The new pipeline would supply an additional 55 billion cubic metres of natural gas a year from Russia to Germany.
Today, Lithuania’s energy minister will visit Ukraine to discuss construction plans for the controversial Nord Stream pipeline, which would supply an additional 55 billion cubic metres of natural gas a year from Russia to Germany and double existing levels.
German lawmakers fully approved the construction of the pipeline last month after Chancellor Angela Merkel endorsed the endeavour as a purely “economic project” unlinked to geopolitics.
However, opposition to the pipeline remains entrenched. Ukrainian President Petro Poroshenko, who just met for talks with the Chancellor on Tuesday, has referred to the deal as a “political bribe to Russia”; the Baltic states and US have echoed similar sentiments.
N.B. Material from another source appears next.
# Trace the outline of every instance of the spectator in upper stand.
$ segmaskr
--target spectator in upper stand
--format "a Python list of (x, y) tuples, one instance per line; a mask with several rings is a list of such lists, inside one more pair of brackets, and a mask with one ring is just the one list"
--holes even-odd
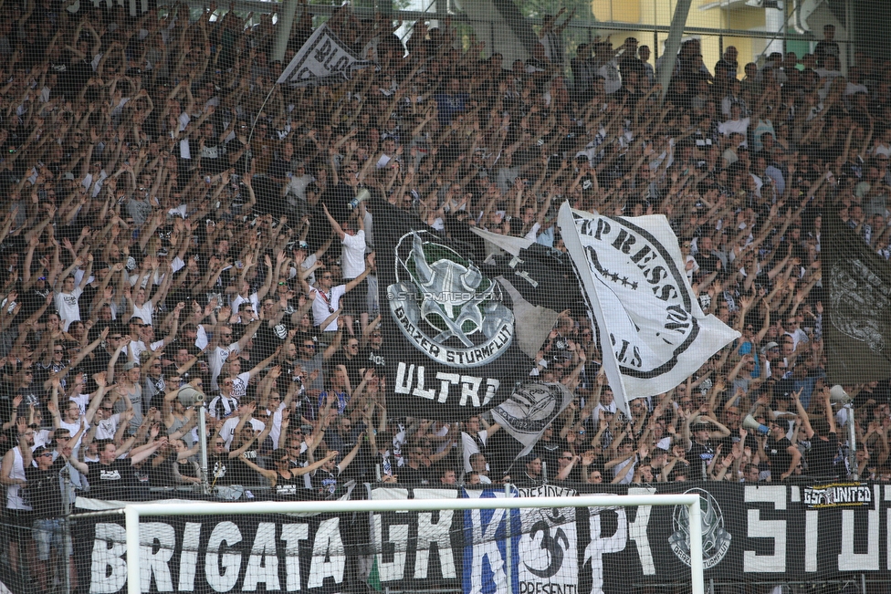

Ms Merkel’s faces pressure both to satisfy her constituents and work with Germany’s allies to put pressure on Moscow. Having recently been reelected on economic promises for the middle class, Ms Merkel is supporting a deal she believes would reduce energy costs for working families. At the same time, Russia remains one of Europe’s greatest suppliers of energy, accounting for almost 30% of Europe’s total natural gas imports. Going forward see what the Chancellor does to reassure German allies that the country remains committed on being “tough” on Moscow.